2017年9月11日月曜日

ドイツ科学の卓越性の秘密:Nature 最新号の記事を読んで (西川伸一) ; 「だからこそ、私は、教育改革を進めています。学術研究を深めるのではなく、もっと社会のニーズを見据えた、もっと実践的な、職業教育を行う。そうした新たな枠組みを、高等教育に取り込みたいと考えています。」(安倍首相のOECD閣僚理事会で行った演説) / 勉強してきた人かどうか、という、日本の首相とメルケルとを隔てるこの巨大な差が悲しい。   


(略)

安倍首相のOECD閣僚理事会で行った演説

この演説は、安倍ミックスをはじめとする様々な改革と集中投資で日本経済は生まれ変わったことを強調する内容だが、その中で政府が目指すイノベーションの一つとしての教育改革について次のように述べている。

「日本では、みんな横並び、単線型の教育ばかりを行ってきました。小学校6年、中学校3年、高校3年の後、理系学生の半分以上が、工学部の研究室に入る。こればかりを繰り返してきたのです。しかし、そうしたモノカルチャー型の高等教育では、斬新な発想は生まれません。
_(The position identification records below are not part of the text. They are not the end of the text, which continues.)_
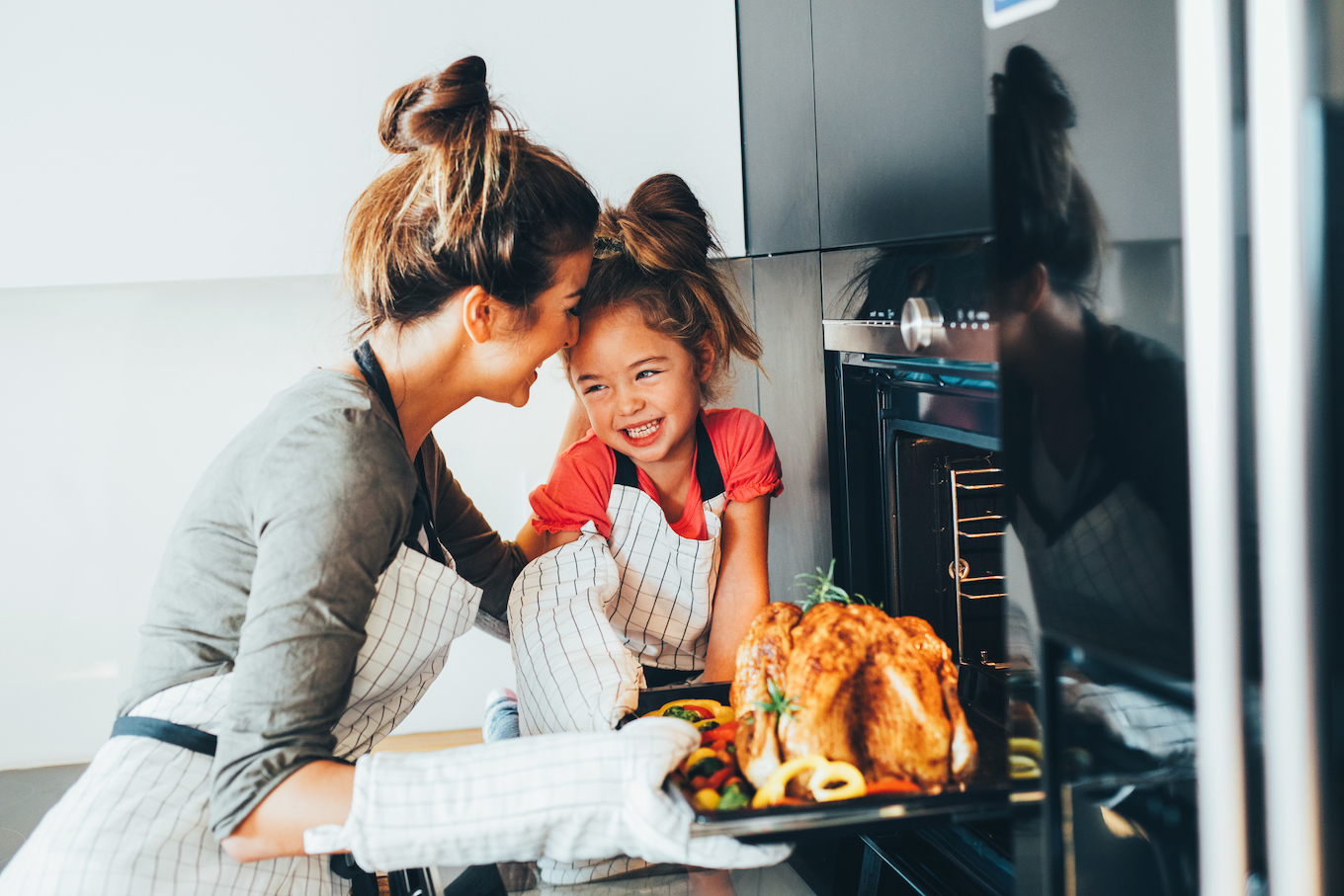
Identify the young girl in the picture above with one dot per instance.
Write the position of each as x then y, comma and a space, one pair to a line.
675, 497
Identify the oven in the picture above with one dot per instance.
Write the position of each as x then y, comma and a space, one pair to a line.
918, 514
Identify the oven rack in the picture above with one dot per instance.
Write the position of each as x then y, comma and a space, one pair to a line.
973, 529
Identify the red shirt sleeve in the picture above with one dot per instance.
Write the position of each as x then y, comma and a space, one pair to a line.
745, 451
578, 491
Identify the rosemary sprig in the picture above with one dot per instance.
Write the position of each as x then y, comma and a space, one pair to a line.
779, 701
821, 589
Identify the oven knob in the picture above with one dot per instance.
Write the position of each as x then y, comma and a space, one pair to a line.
918, 320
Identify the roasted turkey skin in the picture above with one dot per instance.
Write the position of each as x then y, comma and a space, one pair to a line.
870, 690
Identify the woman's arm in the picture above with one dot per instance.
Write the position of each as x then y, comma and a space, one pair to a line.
316, 794
743, 583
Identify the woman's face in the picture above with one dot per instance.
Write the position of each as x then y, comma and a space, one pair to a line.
552, 328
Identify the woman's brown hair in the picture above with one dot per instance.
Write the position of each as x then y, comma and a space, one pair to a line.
472, 204
1045, 211
653, 254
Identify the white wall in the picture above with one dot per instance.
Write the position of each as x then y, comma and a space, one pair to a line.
156, 140
170, 271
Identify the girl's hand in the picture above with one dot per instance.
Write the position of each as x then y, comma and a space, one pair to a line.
743, 583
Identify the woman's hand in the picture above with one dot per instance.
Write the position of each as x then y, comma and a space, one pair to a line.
562, 797
743, 583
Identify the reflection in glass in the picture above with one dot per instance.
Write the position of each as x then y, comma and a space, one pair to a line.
1094, 414
1097, 553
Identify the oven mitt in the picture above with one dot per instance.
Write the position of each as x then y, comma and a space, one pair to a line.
563, 797
574, 673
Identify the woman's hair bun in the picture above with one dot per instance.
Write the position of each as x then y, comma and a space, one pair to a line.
430, 111
663, 227
1031, 85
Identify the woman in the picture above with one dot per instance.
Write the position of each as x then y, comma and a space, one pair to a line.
310, 589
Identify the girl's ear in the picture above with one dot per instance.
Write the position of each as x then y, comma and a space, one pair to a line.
481, 314
705, 358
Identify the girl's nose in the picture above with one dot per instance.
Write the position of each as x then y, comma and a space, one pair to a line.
630, 402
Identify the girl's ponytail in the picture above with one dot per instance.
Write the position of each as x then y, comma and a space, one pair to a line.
470, 204
653, 253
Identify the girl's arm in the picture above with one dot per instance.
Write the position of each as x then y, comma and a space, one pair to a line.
316, 794
743, 583
533, 543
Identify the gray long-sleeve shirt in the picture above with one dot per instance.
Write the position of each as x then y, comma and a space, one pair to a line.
271, 571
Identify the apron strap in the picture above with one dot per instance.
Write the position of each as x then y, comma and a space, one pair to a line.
422, 515
708, 471
170, 732
706, 465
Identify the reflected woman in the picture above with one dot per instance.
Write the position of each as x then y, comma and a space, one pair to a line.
1094, 415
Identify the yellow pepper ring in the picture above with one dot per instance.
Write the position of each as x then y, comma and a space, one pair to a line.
772, 791
713, 706
850, 778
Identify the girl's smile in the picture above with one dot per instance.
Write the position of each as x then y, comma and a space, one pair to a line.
640, 387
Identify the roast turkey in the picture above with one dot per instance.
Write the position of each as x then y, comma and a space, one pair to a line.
855, 686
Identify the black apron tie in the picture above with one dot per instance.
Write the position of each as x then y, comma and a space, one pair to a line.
422, 515
170, 732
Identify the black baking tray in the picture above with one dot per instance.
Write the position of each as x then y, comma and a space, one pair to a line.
989, 794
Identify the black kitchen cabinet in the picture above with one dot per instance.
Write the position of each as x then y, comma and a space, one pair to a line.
794, 404
902, 129
779, 125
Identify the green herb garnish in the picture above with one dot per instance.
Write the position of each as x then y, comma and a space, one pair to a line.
678, 712
821, 589
779, 701
734, 797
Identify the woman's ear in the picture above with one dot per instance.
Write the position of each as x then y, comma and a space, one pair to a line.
1029, 291
481, 314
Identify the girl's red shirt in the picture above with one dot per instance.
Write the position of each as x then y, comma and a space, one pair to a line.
581, 481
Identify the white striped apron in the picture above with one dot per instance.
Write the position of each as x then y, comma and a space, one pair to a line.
665, 600
137, 820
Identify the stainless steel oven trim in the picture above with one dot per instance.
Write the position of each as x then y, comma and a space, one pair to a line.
971, 342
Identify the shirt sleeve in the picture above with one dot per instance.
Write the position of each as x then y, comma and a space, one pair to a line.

」、そして続けて 「だからこそ、私は、教育改革を進めています。学術研究を深めるのではなく、もっと社会のニーズを見据えた、もっと実践的な、職業教育を行う。そうした新たな枠組みを、高等教育に取り込みたいと考えています。(Rather than deepening academic research that is highly theoretical, we will conduct more practical vocational education that better anticipates the needs of society. I intend to incorporate that kind of new framework into higher education.)」と述べている。

出典:首相官邸ホームページ

まともな科学者なら、これを読んだらこの国の科学はおしまいだと思うだろう。もちろん原稿は、優秀な内閣府の官僚が書いたのだと思う。知識をひけらかす才気紛々とした原稿だ。しかし「Rather than deepening academic research that is highly theoretical(極めて理論的な学術研究を深めるのではなく)」といったフレーズを平気で使える官僚が日本の高等教育政策を担っているのかと思うと暗澹たる気持ちになる。